Despite the turnover in the executive suite, McDonald's has strung together its best stretch of same-store sales growth in nearly 25 years, announcing on Monday its 24th consecutive month of improved global sales.

Executives on Wednesday credited the performance to new menu options, later hours and better customer service, such as cashless payment options.

McDonald's rolled out a new fruit and walnut salad in U.S. restaurants last week and has introduced more salads in Europe as well as items such as chicken flatbread and fruit smoothies, President and Chief Operating Officer Mike Roberts said.

Next week it plans to introduce Paul Newman's brand lowfat Italian dressing and, later this year, premium chicken sandwiches and a stronger new coffee blend.

A new "balanced lifestyles" promotional campaign will include fruit and milk in Happy Meals, activity programs in schools and a new partnership with the International Olympic Committee, Skinner said.

Last year, McDonald's phased out its extra-large "Supersize" fries and drinks amid pressure to cater to Americans' growing preference for healthier food options.

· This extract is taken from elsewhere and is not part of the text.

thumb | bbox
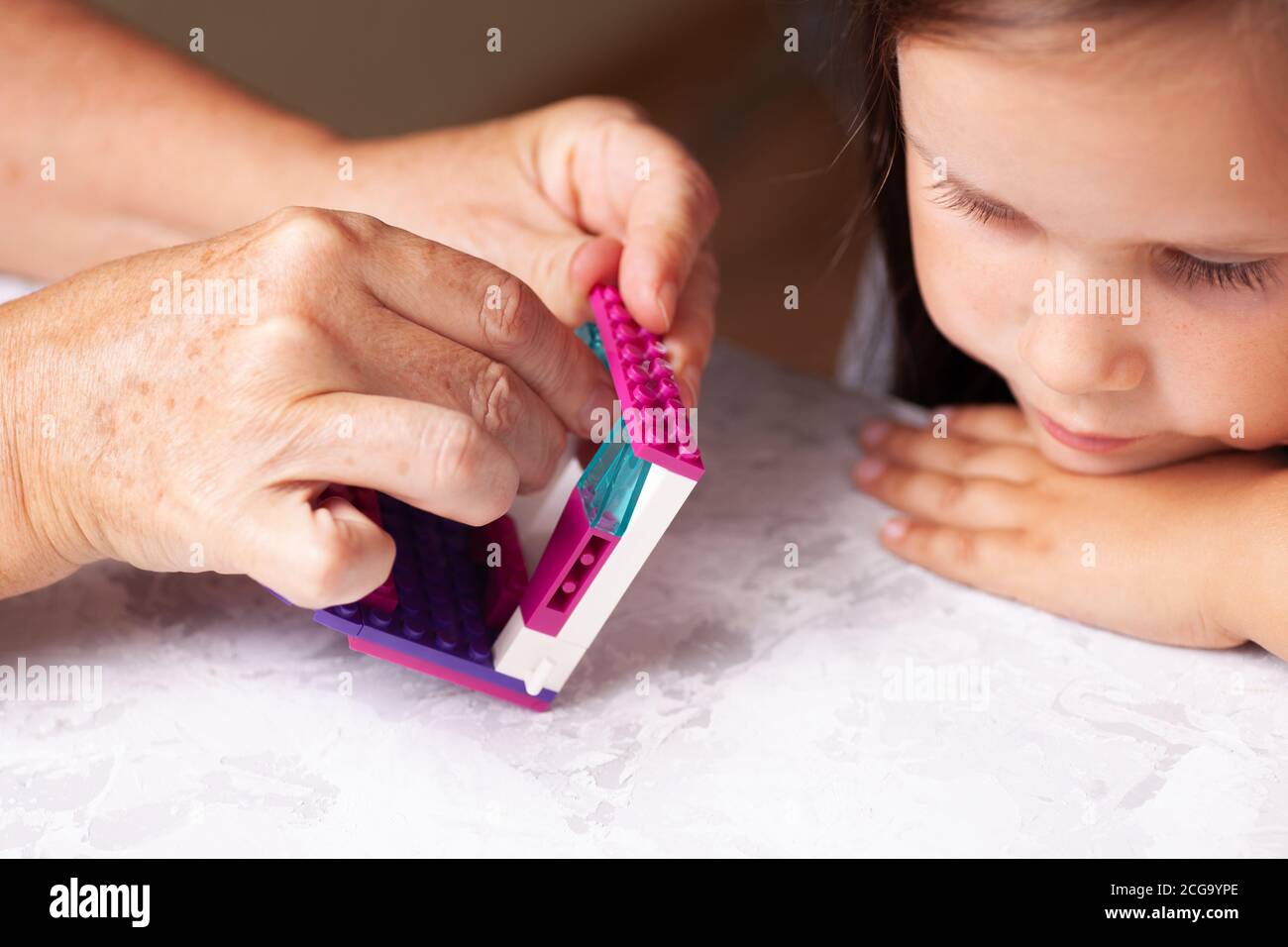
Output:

Douglas Christopher, an analyst at Crowell Weedon and Co. and a McDonald's shareholder, said he thinks the company has found the right product mix.

"It's geared toward a core focus on health, versus just a temporary or fashionable focus on health, and I think it fits well with their core fast-food products," he said.

The Oak Brook, Ill.-based company also plans to spend $1.7 billion this year to open about 700 new restaurants worldwide - including 100 in China - and to renovate 1,300 restaurants, officials said Wednesday.

In late morning trading, McDonald's shares were 23 cents lower at $29.87 on the New York Stock Exchange. The stock has traded in a 52-week range of $25.05 to $34.56.